Data managers have created immense value from structured information. Now the challenge is to pull in data from the unstructured world—and mix it with internal data stores to gain fresh perspectives. And there's no problem finding unstructured data to analyze: David Boloker, chief technology officer for emerging technologies at IBM, estimates that of the 15 petabytes of data created around the world each day, about 80 percent comes from unstructured sources.
"The most daunting part of the challenge isn't collecting unstructured data, it's getting value from it," says Boloker. "Take the example of a pharmaceutical company that has a drug in clinical trials. Much of clinical data is unstructured, handwritten in patient records and then digitized. If there was a way to quickly and easily refine that data into a more structured form, the company might confirm benefits of the drug much earlier in the process or spot subtle problems that might otherwise be missed."

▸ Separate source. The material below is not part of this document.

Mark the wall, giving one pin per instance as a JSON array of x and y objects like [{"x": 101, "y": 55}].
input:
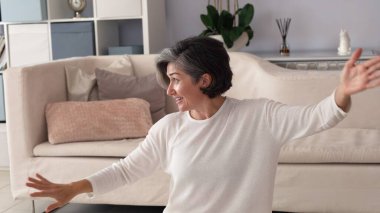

The British Library was grappling with just such a challenge. Tasked with archiving information from across the published spectrum, the staff needed a way to turn massive amounts of data from Web sites and other unstructured sources into a viable resource. Working with IBM, the library successfully implemented a prototype analytics technology called IBM BigSheets.
With IBM BigSheets software, users are able to access vast archives of data, submit queries to easily research the information, analyze it in a format that is organized like a spreadsheet, and explore it in other familiar visual contexts. For example, users can see search results in a pie chart and look at the data in a tag cloud. "As a data manager, my question is, 'How can I make all the unstructured information coming at me useful to my organization?' Now I have an answer," says Boloker.
Under the hood, BigSheets is built on the Apache Hadoop open-source framework for parallel processing large data sets on compute clusters, and it uses the Hadoop Distributed File System (HDFS) for high-throughput access to application data. The BigSheets software collects information from a variety of source applications, extracts the data, annotates it with tags, and enriches it for display.
BigSheets is already enabling the British Library to extract big value from unstrucutured data, but Boloker expects the technology to have an even larger impact in science, academia, and the private sector. "A business could do things like matching unstructured data from a given zip code to internal sales data and see what's causing an up or down trend," he explains. "We're now able to use information that was lost in the unstructured world and compare or contrast it with what we already have. It's really a new day for data managers and their clients."